At the most basic level, these technological evolutions most often result in changed job titles. In the 1990s, being an “information architect” or “web designer” was the future. Today, these monikers seem laughably anachronistic. Do designers still make websites and organize information? Of course, but today’s internet is so much more than just websites. Designers have always needed to rearticulate their role as creators and translators with the arrival of new technology. Yes, technology has eliminated certain jobs, but it’s important to remember that it’s created just as many new ones.
RETHINKING WHAT DESIGNERS DESIGN
It’s important to note that the technology, or suite of techniques and technologies that power AI, has been with us for quite some time. Most of the current new wave of AI tools are based on the power of pattern recognition and generation; functions that are rooted in machine learning and training a computer to do certain things.
If you look closely, a lot of the consternation with these technologies is how they have been trained: which images they use, who holds the rights to those, certain inbuilt biases, and so on.
The design world needs to grasp this opportunity to be ahead of the game and assume a central role in designing the future tools of design, becoming key stakeholders in curating and defining the way they continue to create, visualize and articulate across various mediums, platforms, and cultural contexts.
. . . AND HOW THEY DESIGN
There’s no hard and fast rule, skill, or area of expertise that will guarantee a designer’s importance (or job).
Rather, designers need to approach the AI evolution and where they sit within it in more abstract terms. Designers must think systematically and paradigmatically, understanding how to communicate across multiple channels at once, developing a deep understanding of current and upcoming platforms of communication, and how humans interact with technology.

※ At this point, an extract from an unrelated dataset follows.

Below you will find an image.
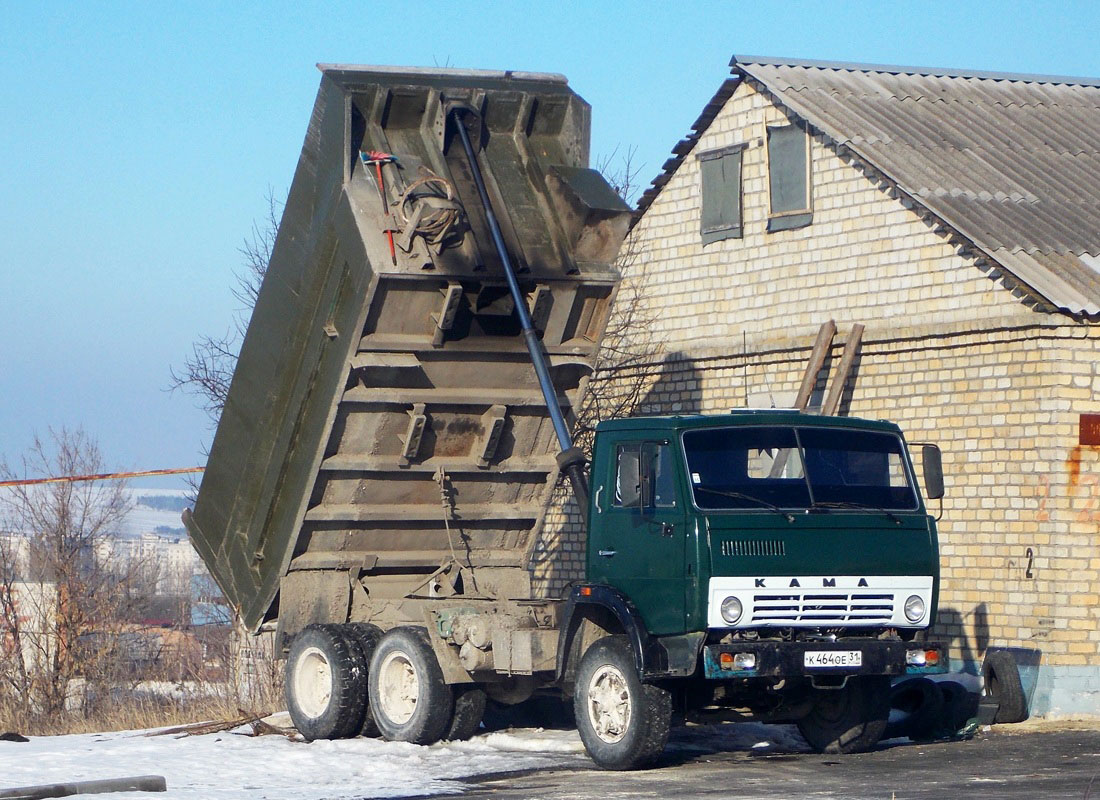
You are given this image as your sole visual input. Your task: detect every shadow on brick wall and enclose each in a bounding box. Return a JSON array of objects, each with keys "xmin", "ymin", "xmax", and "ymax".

Ultimately, now as in the future, designers have three key roles: to create (structure knowledge and represent perceptions); translate (move between contexts, platforms, and cultures); and articulate (give clarity to thought and feeling).
Our most hopeful vision for design is that the act of making invites us to see anew—it connects us in new ways to the world and each other. Design is ultimately a profoundly human endeavor. A designer’s role comes down to facilitating the communication of ideas and experiences through form and experiences in a way that resonates with other human beings.
In the end, it’s still people who decide if something an AI has generated is “good” or “bad,” and how much it resonates. How we come to those visual judgements is something AI can never answer.